We have used the 5-stage pipeline in most of the examples above. However, let’s talk about how many stages a pipeline should have. In the pipeline we have seen so far, the ideal CPI is 1. Actually, we are going to see that the ideal CPI should be smaller than 1 later in this series because they try to do more than 1 instruction per cycle.

What if we have more stages for our pipeline?

More hazards: more instructions to be flushing, more stalls should be added, so the CPI increases because of the increasing penalty
Less work per stage: if we have less work per cycle, then the cycle clock time (CCT) can be decreased. Thus, our clock can be speeded up.

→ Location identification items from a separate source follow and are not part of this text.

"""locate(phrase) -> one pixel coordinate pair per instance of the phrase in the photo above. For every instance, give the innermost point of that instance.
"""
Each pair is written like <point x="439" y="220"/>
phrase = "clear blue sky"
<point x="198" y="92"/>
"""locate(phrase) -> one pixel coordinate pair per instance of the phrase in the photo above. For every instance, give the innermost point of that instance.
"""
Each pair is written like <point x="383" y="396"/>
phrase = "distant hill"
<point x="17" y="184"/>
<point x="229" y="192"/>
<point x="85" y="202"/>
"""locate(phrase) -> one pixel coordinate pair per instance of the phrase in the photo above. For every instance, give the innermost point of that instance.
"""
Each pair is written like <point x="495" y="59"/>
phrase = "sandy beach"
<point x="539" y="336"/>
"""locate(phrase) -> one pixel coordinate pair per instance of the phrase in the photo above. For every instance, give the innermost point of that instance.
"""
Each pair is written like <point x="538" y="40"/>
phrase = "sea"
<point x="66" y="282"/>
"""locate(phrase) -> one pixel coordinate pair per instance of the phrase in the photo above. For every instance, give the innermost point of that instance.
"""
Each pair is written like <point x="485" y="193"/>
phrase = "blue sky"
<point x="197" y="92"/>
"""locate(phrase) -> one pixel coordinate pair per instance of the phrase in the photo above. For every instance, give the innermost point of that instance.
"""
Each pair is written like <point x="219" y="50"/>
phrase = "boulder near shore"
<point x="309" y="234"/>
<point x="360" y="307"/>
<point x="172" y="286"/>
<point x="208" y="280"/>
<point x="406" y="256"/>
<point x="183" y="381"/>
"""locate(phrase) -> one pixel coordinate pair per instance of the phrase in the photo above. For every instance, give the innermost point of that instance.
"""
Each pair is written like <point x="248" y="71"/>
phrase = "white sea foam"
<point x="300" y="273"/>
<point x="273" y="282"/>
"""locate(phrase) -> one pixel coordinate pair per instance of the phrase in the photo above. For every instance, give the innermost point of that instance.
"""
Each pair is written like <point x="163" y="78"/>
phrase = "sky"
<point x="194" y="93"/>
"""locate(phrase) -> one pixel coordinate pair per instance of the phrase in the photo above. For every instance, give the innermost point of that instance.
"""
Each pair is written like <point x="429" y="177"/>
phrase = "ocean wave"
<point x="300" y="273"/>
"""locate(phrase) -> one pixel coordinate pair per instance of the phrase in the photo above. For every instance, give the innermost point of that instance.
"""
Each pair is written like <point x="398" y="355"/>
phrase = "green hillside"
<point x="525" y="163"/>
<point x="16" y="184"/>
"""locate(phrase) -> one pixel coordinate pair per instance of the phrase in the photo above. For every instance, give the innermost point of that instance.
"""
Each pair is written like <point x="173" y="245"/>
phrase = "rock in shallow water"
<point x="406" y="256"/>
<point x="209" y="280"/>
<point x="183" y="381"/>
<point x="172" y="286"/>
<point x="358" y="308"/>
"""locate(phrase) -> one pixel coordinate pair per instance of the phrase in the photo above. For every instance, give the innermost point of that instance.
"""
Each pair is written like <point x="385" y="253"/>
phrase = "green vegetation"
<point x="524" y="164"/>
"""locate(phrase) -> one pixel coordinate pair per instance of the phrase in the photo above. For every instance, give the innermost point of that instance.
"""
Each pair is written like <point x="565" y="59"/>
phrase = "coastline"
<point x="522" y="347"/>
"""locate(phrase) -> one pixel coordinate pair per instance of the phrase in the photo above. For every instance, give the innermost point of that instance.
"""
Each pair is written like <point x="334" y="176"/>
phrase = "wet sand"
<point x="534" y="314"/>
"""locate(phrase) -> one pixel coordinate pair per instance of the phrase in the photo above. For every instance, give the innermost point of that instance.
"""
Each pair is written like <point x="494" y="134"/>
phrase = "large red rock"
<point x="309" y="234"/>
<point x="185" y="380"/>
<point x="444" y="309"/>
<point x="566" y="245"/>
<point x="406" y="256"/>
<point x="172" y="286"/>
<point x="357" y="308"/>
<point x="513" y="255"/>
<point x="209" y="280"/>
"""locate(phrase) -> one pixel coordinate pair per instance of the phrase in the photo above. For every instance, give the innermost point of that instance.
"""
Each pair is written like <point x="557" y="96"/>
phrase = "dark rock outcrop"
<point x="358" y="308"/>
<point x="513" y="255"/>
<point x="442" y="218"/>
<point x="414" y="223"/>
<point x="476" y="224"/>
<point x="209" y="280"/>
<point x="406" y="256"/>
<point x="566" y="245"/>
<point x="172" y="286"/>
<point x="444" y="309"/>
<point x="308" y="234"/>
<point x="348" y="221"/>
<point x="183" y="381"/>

Based on the Iron law, the have known that,

Let’s say that we have the same amount of instructions and our CPI goes up, but the cycle clock time drops. So the number of stages has to be chosen in a way that balances the CPI and the CCT.

For modern processors, the optimized number of stages would be like 30 to 40 and this number of stages provides the best performance (speed). However, there are other concerns about the power. When we increase the frequency of our clock when decreases the clock time, the power consumption increases rapidly. So take both the performance and the power consumption into consideration, we will finally end up with a result of 10 to 15 stages in modern processors.

Sometimes you may find someone that is overclocking the processor, which means this guy wants to ignore the power concerns to achieve better performance with more stages.